Caliber - 243 Winchester

Case - Norma
Primer - CCI 200 - Large Rifle
Powder - Accurate 2015BR - 30.0 Grains
Bullet - Nosler 85gr Partition

Velocity - 2800 ft/sec

Accuracy - 1" groups at 100 yards
 


Being a reloader, I looked at the recoil differences between the cartridges.  The light recoil is listed as 7.1 for the 243 Win versus 11.5 for the 7mm-08 Remington.  I wanted to make sure I got a caliber that didn't have so much recoil as to "scare" her away from shooting.  Amber only weights 65 lbs. - the last thing I wanted to do was turn her against shooting.  I choose the 243 Win because I knew I could get the velocity and bullet weight down to make it shoot with very light recoil. 

She can easily shoot 20+ times at the range and normally wants to stay longer.  I bought a box of Federal factory shells loaded with 100 grain bullets.  I shot 5 of them and she shoot the other 15 at one setting.  Even with the hot factory loads - it was not a problem for her.

She loves to reload shells - it was pretty cool for her to harvest six deer this season with the shells she loaded.
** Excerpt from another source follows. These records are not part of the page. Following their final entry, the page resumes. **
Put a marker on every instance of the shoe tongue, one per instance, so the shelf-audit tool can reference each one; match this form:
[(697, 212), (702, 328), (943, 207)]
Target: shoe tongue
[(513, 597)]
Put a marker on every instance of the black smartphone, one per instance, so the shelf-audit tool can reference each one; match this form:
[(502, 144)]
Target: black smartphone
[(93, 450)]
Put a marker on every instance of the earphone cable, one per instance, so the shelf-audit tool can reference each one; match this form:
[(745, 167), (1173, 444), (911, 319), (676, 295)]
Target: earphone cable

I was having a talk with her one day while hunting – she was talking about how much she enjoyed hunting and I told her to consider that when I let her start dating at 30-years old – make sure her husband enjoys the outdoors.  She said, “I want to marry a guy just like you.”  That’s the greatest compliment I’ve ever received!  It can be a lot more trouble to carry kids hunting – you might not shoot that big buck or get that flock of mallards in, but they'll be grown in the blink of an eye … spend as much time with them as you can … I already miss them!